His or Her Grand Ducal Highness (abbreviation: HGDH) is a style of address used by the non-reigning members of some German ruling families headed by a Grand Duke. No currently reigning family employs the style, although it was used most recently by the younger sisters of the late Grand Duchess Charlotte of Luxembourg. Since Grand Duchess Charlotte's marriage to Prince Felix of Bourbon-Parma, all of their male-line descendants have used the style Royal Highness, which he bore.

A reigning grand duke, his heir apparent, and their spouses would use the style of Royal Highness. The male line descendants of a reigning grand duke, other than the heir, would use the style Grand Ducal Highness.

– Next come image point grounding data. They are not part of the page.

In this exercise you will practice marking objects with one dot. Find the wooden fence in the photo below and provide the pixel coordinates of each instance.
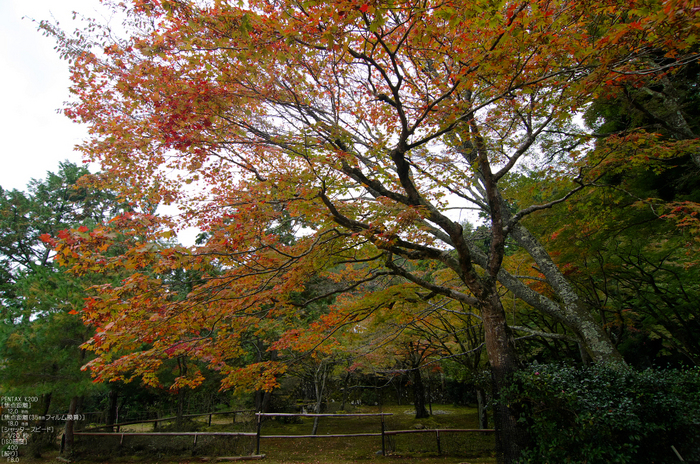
(383, 433)
(165, 419)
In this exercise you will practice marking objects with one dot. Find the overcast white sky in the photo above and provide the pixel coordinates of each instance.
(34, 138)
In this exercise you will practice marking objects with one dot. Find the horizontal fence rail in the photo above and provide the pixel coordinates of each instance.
(258, 434)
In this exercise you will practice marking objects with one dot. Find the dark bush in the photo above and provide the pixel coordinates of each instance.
(603, 414)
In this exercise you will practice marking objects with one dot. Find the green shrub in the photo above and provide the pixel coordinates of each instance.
(602, 414)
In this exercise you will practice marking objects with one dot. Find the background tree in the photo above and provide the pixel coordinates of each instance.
(40, 332)
(363, 121)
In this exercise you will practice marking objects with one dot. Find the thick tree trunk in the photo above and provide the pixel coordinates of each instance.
(501, 350)
(571, 313)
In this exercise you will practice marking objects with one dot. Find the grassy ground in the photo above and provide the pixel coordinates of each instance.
(419, 448)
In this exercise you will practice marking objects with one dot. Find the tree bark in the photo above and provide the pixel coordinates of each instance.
(112, 408)
(68, 437)
(481, 408)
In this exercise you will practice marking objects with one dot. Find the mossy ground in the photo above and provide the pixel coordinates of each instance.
(419, 448)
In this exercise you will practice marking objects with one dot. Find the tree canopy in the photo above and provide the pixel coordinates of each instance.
(364, 128)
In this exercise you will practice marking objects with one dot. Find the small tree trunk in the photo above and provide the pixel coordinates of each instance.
(112, 408)
(346, 392)
(481, 405)
(419, 395)
(69, 438)
(319, 389)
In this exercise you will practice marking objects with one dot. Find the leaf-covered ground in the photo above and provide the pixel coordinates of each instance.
(418, 448)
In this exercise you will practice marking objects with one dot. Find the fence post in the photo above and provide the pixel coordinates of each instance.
(257, 436)
(383, 437)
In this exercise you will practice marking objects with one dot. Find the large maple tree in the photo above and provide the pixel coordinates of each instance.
(363, 127)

This practice was followed by the ruling families of Luxembourg, Hesse and by Rhine, and Baden. Other grand ducal families had either ceased to reign as grand dukes by the time this system developed following the 1815 Congress of Vienna or accorded only the style of "Highness" to cadet (Mecklenburg-Schwerin, Mecklenburg-Strelitz, Oldenburg, Saxe-Weimar). At present, the style is used only by the former ruling family of Baden, as the Hessian grand ducal family has become extinct.

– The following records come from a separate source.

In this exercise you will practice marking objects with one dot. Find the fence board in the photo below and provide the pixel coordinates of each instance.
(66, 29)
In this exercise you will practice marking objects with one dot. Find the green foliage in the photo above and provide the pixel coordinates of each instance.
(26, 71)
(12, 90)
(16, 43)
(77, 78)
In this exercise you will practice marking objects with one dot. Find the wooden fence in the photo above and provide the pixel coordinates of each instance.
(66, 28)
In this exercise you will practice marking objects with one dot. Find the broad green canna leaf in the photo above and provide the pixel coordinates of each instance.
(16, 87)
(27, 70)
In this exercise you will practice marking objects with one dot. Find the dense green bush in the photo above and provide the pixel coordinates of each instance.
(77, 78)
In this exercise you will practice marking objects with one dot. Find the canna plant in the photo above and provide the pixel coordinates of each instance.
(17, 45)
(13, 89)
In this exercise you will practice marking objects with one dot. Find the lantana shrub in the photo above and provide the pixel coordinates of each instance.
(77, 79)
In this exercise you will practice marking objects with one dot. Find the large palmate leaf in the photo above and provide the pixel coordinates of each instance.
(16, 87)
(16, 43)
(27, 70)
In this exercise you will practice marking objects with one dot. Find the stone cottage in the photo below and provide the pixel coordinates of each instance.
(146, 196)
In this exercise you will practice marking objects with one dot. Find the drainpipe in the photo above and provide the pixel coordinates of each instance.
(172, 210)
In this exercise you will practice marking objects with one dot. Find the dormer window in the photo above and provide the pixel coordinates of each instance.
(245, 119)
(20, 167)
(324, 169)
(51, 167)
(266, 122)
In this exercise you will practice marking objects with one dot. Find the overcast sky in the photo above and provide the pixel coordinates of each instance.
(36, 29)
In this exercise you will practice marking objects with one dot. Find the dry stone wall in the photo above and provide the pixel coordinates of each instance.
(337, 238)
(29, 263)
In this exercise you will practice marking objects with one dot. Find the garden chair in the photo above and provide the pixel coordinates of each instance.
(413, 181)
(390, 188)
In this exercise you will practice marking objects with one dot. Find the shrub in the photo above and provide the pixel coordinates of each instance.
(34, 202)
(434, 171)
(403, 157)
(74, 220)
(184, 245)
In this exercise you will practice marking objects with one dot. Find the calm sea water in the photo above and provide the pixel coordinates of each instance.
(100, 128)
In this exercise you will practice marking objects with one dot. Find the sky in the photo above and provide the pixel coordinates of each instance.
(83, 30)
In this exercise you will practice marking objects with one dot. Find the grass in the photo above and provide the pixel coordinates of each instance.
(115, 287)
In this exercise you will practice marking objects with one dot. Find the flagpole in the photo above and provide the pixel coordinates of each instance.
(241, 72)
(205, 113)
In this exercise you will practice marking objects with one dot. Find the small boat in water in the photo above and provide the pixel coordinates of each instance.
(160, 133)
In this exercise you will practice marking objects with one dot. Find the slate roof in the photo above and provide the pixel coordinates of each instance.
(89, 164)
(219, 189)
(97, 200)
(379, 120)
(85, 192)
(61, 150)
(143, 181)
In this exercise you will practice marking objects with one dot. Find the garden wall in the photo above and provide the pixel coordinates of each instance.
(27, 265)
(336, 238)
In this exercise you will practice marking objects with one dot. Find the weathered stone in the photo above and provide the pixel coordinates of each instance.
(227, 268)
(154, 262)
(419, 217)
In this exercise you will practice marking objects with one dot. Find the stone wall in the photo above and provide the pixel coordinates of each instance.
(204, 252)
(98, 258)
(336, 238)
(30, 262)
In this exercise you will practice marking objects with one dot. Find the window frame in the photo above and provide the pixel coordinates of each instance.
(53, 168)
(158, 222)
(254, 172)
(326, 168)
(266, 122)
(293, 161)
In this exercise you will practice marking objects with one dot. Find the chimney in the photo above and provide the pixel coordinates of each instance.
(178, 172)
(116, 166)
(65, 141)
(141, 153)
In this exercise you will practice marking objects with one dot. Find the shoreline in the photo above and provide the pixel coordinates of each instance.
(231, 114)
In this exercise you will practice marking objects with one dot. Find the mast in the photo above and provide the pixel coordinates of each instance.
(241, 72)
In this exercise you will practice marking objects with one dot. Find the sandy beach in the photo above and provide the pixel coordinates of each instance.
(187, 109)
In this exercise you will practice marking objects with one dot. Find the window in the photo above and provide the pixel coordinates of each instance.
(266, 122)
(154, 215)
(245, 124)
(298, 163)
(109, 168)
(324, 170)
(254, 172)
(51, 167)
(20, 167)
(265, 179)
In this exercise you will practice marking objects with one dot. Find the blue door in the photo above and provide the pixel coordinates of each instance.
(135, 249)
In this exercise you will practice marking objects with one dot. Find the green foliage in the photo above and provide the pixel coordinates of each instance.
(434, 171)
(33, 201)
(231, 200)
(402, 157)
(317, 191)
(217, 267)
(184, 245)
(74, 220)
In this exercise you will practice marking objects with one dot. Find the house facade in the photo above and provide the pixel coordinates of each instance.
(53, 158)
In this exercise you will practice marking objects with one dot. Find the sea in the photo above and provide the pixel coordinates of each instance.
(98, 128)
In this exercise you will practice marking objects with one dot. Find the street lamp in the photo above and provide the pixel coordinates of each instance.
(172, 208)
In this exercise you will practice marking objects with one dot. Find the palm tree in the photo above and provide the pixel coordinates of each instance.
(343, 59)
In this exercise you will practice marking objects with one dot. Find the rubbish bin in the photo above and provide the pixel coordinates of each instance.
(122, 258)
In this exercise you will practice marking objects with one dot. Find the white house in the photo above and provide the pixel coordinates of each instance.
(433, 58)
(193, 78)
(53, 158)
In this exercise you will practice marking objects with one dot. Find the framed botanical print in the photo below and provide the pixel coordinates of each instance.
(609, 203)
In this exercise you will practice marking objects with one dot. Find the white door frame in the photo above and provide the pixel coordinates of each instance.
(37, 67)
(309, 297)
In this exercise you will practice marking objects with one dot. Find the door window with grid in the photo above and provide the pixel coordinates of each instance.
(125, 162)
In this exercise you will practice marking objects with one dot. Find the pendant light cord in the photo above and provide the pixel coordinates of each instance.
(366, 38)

Russian grand dukes and grand duchesses were the children or grandchildren of an Emperor of Russia and used the style Imperial Highness. The Grand Dukes of Tuscany used the style Royal Highness for themselves but it is not clear what style other members of the family would have used. By the time the system of different classes of Highness came into regular use for the relatives of rulers (in the eighteenth century), the Tuscan grand dukes were also members of the House of Austria. As such, they had the title of Archduke and used the style Imperial and Royal Highness.

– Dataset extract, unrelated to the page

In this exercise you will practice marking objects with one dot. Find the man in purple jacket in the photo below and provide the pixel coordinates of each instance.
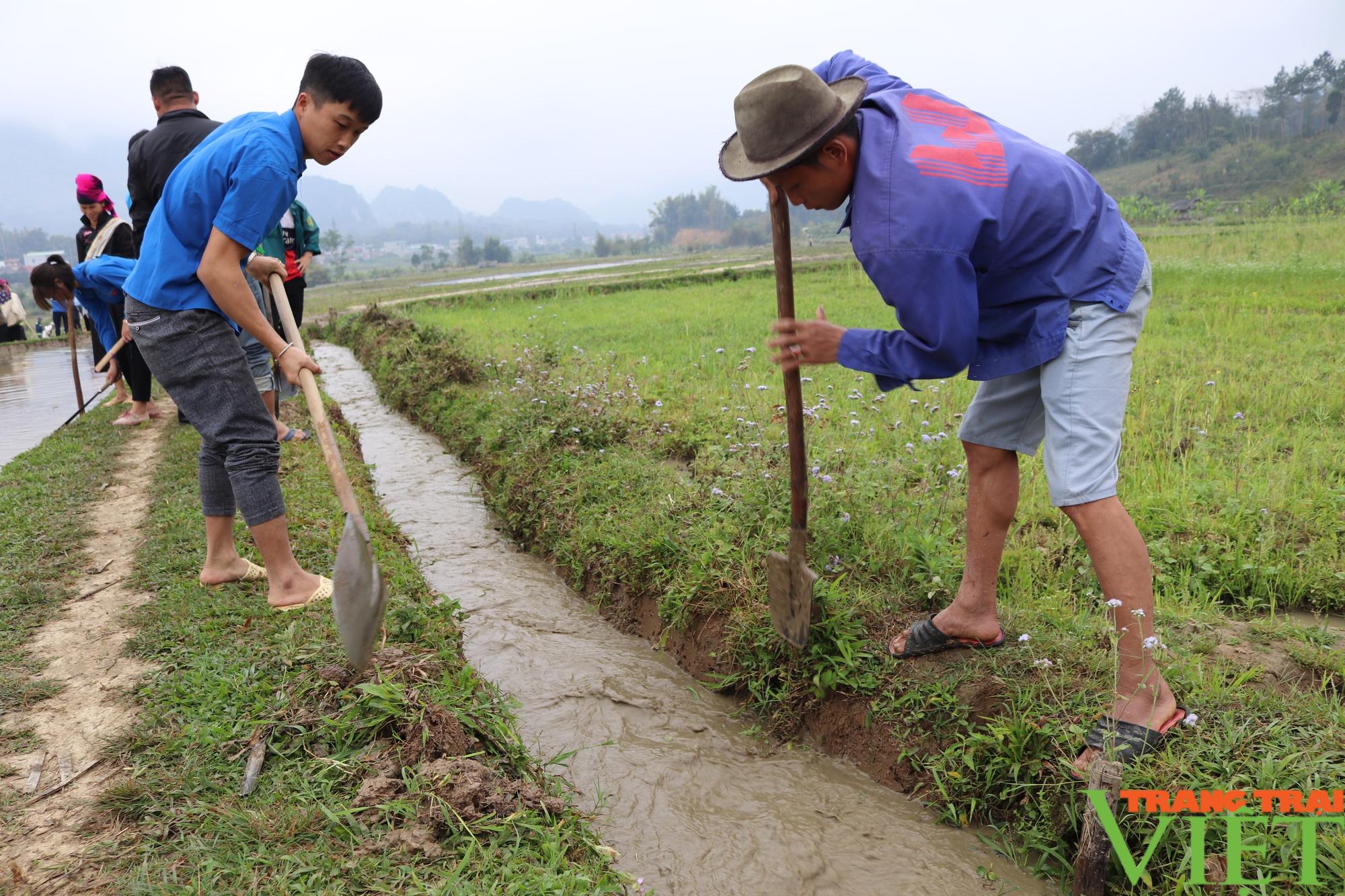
(1004, 259)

In most of Europe, the style of Grand Ducal Highness was of lower rank than Imperial Highness and Royal Highness but higher than Highness and Serene Highness. If a woman with the rank of Royal Highness married a man with the rank Grand Ducal Highness, the woman would usually retain her pre-marital style. Also, if a woman with the rank of Grand Ducal Highness married a man with the rank of Serene Highness, she would keep her pre-marital style. However, if a woman bearing the style Grand Ducal Highness married a man bearing the style of Royal Highness or Imperial Highness she would, being consistent with the established tradition of conferring styles, assume her husband's style of Imperial Highness or Royal Highness. Similarly, if a woman bearing a lower (or no) title married a man bearing the style of Royal Highness or Highness, she would assume her husband's style. Cadets of grand ducal families who bore only the style of Highness were not, ipso facto, deemed of lesser rank than cadets of grand ducal families entitled to the style of Grand Ducal Highness.